A guilty conscience contributes to the emotional and cognitive state one experiences when they have done something culpable or immoral. Commonly referred to as a ‘bothered conscience’, guilt sinks deep into our subconscious and manifests as anxious thoughts (Edward 3). Throughout the novel both characters portray their dreams as distressed emotions. Raskolnikov created the ‘Extraordinary Man’ in order to justify his killings, and Svidrigailov killed himself over his anxiety of his dreams. A person’s action and circumstances mediate between them and the emotion which locates differently between emotion and the major concepts that constitute these beliefs. As revealed by Sigmund Freud, guilt can be a powerful explanatory concept, to the idea of pairing guilt and shame (Deigh 427). If one has staked their identity on being a member of society and attributed their worth to the membership, the shortcoming they experience comes as a serious blow to their pride and
self-respect.
Therefore, dreams caused by guilt are often marked by an extraordinary vividness (Rowe 113). Both men exhibit culpability in their twisted dreams. Through the use of vivid dreams, or nightmares, as a literary technique, Dostoevsky is able to convey both characters’ true nature. An analysis of dreams aids the reader to better understand the impetus for a character’s actions. The artistic details are emphasized, as in their influence on the dreamer, after the dream. As Svidrigailov states, “And when I dream I think” (Rowe 109). Raskolnikov and Svidrigailov both “lose consciousness” (Morris 153). Both men dream freely in the unconscious and share their inner reflections.
Essentially, the novel’s allegory is expressed in the dreams of its characters: for Raskolnikov, dreams symbolize man’s ability to find salvation after embracing humanity’s evils, but for Svidrigailov, dreams symbolize a depth of human immorality for which no form of salvation can exist (Layman 2). Memories, dreams, hallucinations, and reality often fade subtly in and out of one another in Dostoevsky’s Crime and Punishment. He promoted eloquent collaboration between the vivid and the apparently typical. “Dreams, it appears, are governed not by reason, but by desire, not by the head, but the guilty heart; and yet wheat complex, crafty things are sometimes fashioned in dreams.
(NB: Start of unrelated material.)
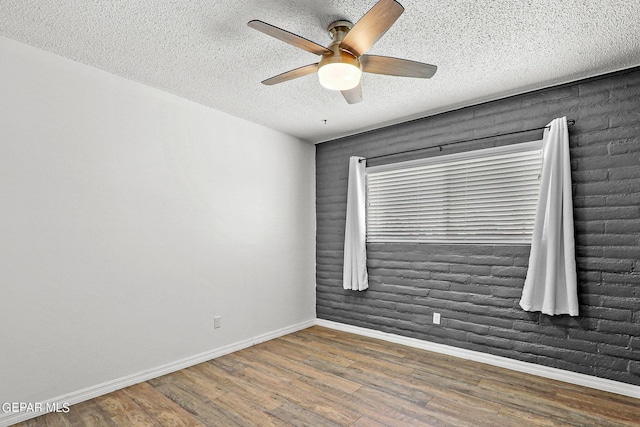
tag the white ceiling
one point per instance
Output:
(203, 50)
Still, the reason encounters things in dreams that are completely inconceivable” (Rowe 96). Dostoevsky was innovative in using and examining dreams to reveal deep psychological truths about his characters (Rowe 97). He used their pasts to generate their present dreams that created their angst. Both characters were concerned to point of being haunted with what would happen to them after they committed their crimes. A need of self-punishment called forth by a strong conscious sense of guilt is the main motive behind Crime and Punishment (Abrahamsen 154). The internal torture that Svidrigailov and Raskolnikov experienced was a direct of result of the crimes they committed. Dostoevsky eloquently takes the reader through dream sequences that demonstrate the impact of foreshadowing guilt and remorse of the human spirit. Essentially, when a crime is committed humans receive more excessive punishment internally than man can impose.